As if his existence wasn’t pathetic enough, he gets called on the carpet at work for allegedly harassing a woman it took all his nerve to just give the gift of a paperweight. Fate, it goes without saying, is not kind to Rufus whose life started out in a valley and then goes downhill. The note on which “Pet Fly” ends isn’t any kinder. It is, however, sweetly sentimental as he dutifully honors his friend’s passing.
Along with tale after fairly grim tale of oddballs despairing in mental and emotional anguish, locked in prisons with no hope of parole, Mosley, once in a while changes pace, giving a lighthearted touch.

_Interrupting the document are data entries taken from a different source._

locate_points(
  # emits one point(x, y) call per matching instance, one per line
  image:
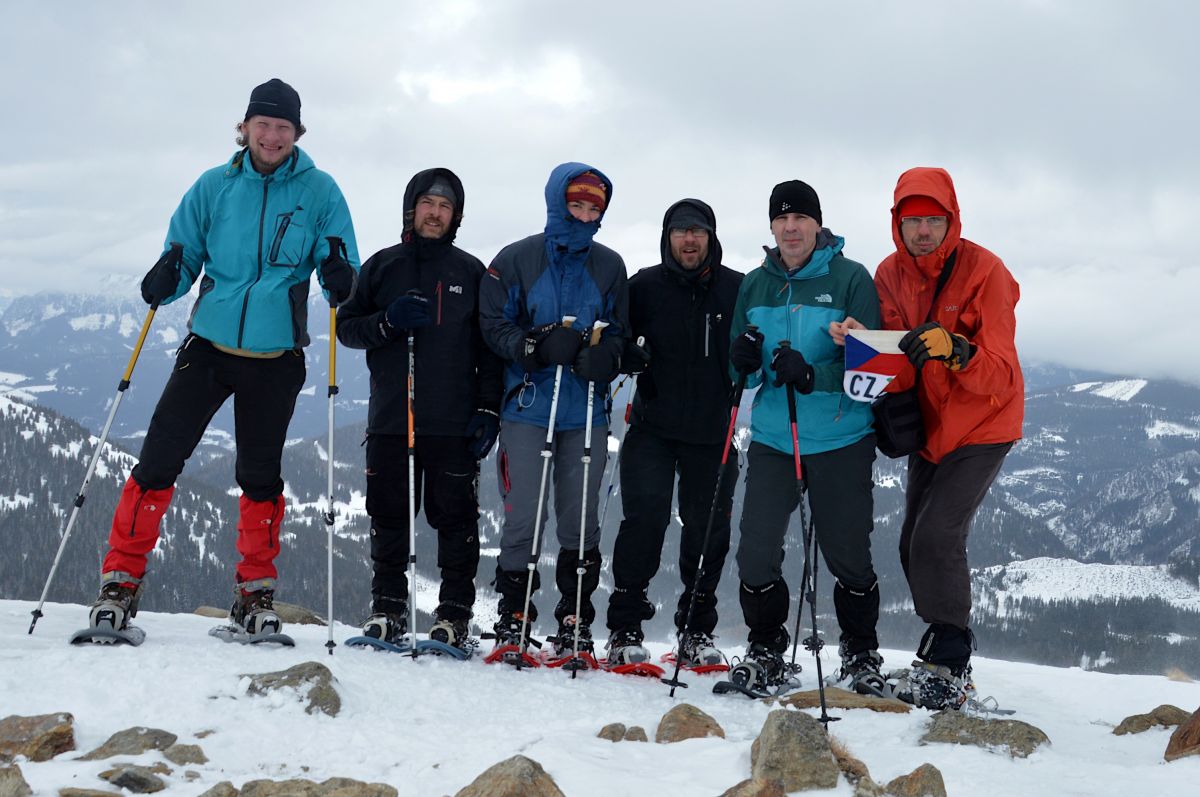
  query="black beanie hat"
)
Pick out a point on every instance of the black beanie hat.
point(275, 99)
point(795, 197)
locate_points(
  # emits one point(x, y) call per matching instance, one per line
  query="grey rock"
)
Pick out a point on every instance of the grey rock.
point(612, 731)
point(12, 783)
point(137, 779)
point(793, 749)
point(1017, 737)
point(923, 781)
point(685, 721)
point(39, 738)
point(755, 787)
point(132, 741)
point(310, 678)
point(516, 777)
point(1163, 717)
point(185, 754)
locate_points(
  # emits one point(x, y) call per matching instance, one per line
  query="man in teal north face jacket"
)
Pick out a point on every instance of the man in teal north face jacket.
point(781, 343)
point(252, 232)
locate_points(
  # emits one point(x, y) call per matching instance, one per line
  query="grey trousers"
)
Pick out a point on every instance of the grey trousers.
point(520, 465)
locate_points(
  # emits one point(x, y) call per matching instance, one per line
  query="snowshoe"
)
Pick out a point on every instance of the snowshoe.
point(761, 673)
point(509, 647)
point(252, 619)
point(108, 621)
point(699, 653)
point(627, 655)
point(563, 653)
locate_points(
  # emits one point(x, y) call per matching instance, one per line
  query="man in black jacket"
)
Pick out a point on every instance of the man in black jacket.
point(681, 414)
point(427, 287)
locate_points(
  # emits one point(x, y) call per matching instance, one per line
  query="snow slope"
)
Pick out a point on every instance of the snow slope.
point(431, 726)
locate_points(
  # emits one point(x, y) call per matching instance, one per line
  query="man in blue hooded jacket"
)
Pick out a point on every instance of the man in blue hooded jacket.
point(529, 288)
point(257, 227)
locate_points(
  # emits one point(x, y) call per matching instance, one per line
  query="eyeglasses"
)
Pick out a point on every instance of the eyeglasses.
point(913, 222)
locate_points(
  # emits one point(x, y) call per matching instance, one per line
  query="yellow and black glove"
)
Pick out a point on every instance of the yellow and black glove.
point(933, 341)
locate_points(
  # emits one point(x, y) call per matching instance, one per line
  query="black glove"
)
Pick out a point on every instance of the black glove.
point(481, 432)
point(933, 341)
point(745, 353)
point(408, 312)
point(635, 359)
point(336, 277)
point(162, 280)
point(597, 364)
point(550, 345)
point(791, 367)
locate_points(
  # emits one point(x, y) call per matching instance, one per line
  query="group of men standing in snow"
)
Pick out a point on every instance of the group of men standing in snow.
point(514, 352)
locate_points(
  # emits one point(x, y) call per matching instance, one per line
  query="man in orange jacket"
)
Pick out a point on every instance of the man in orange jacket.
point(958, 300)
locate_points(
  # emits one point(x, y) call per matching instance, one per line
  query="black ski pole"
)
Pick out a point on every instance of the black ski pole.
point(808, 579)
point(673, 682)
point(173, 258)
point(336, 246)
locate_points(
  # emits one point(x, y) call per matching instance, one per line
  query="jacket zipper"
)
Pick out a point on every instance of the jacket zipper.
point(245, 299)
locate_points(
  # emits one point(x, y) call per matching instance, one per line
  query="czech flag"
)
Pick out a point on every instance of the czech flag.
point(873, 360)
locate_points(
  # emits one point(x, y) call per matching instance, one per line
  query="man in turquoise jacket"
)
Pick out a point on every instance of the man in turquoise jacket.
point(256, 228)
point(802, 286)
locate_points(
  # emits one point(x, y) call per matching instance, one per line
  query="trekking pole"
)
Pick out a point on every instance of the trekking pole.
point(621, 443)
point(808, 580)
point(597, 329)
point(174, 257)
point(546, 454)
point(335, 245)
point(675, 683)
point(412, 485)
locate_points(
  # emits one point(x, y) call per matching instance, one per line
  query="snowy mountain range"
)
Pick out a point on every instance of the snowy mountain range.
point(1107, 477)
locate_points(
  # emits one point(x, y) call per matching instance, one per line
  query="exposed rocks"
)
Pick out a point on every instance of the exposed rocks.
point(12, 783)
point(844, 699)
point(132, 741)
point(954, 727)
point(685, 721)
point(137, 779)
point(793, 749)
point(312, 679)
point(1163, 717)
point(39, 738)
point(1186, 738)
point(516, 777)
point(755, 787)
point(923, 781)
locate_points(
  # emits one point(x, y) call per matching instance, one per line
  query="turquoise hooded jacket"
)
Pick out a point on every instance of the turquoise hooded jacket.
point(798, 307)
point(253, 240)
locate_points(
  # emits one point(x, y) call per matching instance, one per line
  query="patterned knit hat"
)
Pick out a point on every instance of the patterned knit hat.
point(588, 187)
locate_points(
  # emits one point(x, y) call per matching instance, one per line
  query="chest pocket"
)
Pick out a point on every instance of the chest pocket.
point(289, 241)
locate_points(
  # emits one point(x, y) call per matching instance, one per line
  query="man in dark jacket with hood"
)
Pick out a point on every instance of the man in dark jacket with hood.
point(683, 307)
point(427, 288)
point(529, 288)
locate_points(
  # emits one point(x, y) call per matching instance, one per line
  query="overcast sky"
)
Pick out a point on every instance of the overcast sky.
point(1068, 127)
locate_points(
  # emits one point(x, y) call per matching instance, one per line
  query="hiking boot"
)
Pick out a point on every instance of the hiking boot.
point(699, 651)
point(255, 611)
point(117, 604)
point(625, 647)
point(451, 631)
point(564, 641)
point(387, 627)
point(935, 687)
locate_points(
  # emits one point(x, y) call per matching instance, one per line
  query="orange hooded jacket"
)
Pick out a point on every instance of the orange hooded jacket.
point(984, 402)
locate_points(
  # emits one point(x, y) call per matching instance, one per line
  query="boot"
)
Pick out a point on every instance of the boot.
point(253, 610)
point(117, 604)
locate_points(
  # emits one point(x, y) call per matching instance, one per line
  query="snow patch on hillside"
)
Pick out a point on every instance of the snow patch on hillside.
point(1049, 579)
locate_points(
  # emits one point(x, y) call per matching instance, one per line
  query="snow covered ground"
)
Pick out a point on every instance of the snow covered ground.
point(430, 726)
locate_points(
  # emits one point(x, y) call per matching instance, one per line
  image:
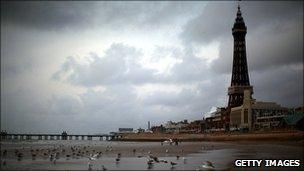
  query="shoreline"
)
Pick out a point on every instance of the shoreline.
point(255, 136)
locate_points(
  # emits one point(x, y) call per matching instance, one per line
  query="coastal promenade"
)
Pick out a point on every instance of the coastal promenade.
point(254, 136)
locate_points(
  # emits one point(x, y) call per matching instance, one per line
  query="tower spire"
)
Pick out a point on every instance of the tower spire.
point(240, 77)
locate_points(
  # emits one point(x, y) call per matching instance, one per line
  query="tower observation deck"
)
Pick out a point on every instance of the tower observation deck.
point(240, 77)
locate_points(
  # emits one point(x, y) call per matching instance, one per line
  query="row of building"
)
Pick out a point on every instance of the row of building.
point(252, 116)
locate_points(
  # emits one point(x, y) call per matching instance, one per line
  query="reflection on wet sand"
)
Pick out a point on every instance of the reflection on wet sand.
point(97, 155)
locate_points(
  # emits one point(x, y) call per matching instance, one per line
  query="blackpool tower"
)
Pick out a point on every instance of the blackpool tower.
point(240, 77)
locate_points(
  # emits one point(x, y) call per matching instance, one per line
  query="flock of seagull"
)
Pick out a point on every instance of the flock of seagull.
point(77, 152)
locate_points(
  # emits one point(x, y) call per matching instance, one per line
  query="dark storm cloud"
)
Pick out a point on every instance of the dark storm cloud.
point(47, 15)
point(274, 33)
point(120, 65)
point(87, 15)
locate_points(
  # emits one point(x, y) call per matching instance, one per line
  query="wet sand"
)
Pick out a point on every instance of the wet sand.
point(222, 154)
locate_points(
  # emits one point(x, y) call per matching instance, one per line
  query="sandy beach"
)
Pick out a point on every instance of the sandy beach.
point(221, 154)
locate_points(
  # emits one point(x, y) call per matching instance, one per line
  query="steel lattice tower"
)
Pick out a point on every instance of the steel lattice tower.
point(240, 77)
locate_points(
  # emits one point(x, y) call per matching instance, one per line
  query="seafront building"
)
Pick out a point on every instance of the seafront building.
point(243, 113)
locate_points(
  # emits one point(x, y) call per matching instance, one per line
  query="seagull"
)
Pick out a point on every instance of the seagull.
point(162, 160)
point(92, 157)
point(90, 166)
point(207, 165)
point(185, 159)
point(103, 168)
point(173, 164)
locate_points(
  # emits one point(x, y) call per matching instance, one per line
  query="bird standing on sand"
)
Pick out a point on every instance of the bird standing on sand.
point(103, 168)
point(207, 165)
point(173, 164)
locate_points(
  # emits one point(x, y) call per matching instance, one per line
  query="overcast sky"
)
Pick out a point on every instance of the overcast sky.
point(92, 67)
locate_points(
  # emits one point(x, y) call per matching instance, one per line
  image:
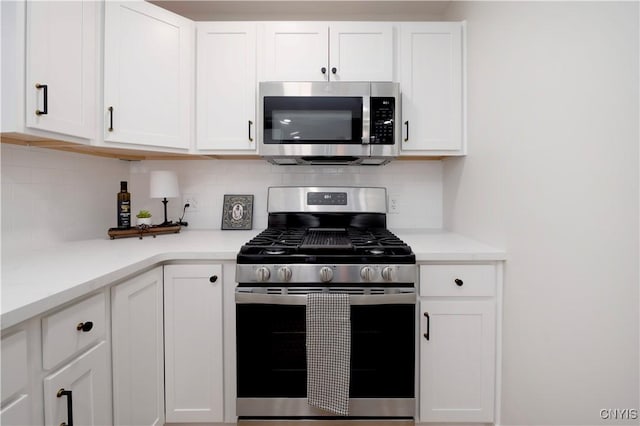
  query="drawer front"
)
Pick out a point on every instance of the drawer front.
point(457, 280)
point(15, 377)
point(62, 334)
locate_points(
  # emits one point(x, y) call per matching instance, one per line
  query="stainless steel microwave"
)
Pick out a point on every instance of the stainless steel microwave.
point(329, 122)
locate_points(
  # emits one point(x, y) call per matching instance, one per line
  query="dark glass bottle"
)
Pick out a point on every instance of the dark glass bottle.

“Haunted” is the humorous, bittersweet ghost story of failed writer driven to complete distraction. So obsessed with impressing a magazine editor who constantly rejected him, he hangs around to haunt that editor from the grave, only to see his work published posthumously—because his wife beds and weds the editor.
Another exception is actually hopeful. “The Black Woman in the Chinese Hat” charms, the tale of a different Rufus, just as woefully inept, mesmerized by Chai, dyed in the wool femme fatale. They meet at a courtyard where she leisurely sunbathes, sexily clad, and, he nearly suffocating in a suit, has wandered by and caught her eye.
In short order, it’s a toss-up between going home to hang with his nerdy roommates or be enticed by the flirtatious lady. On the face of it, no choice. The ensuing misadventure, by turns ecstatic and agonizing leaves the man in such a state, boredom should be a relief. Still, you marvel at how this woman, who never gave a fig about him, gave his life meaning, indeed gave it magic.
Taut narratives collect an array of remarkably imperfect people quirky as the day is long. “The Awkward Black Man” is a slice of life you don’t see coming and aren’t likely to forget.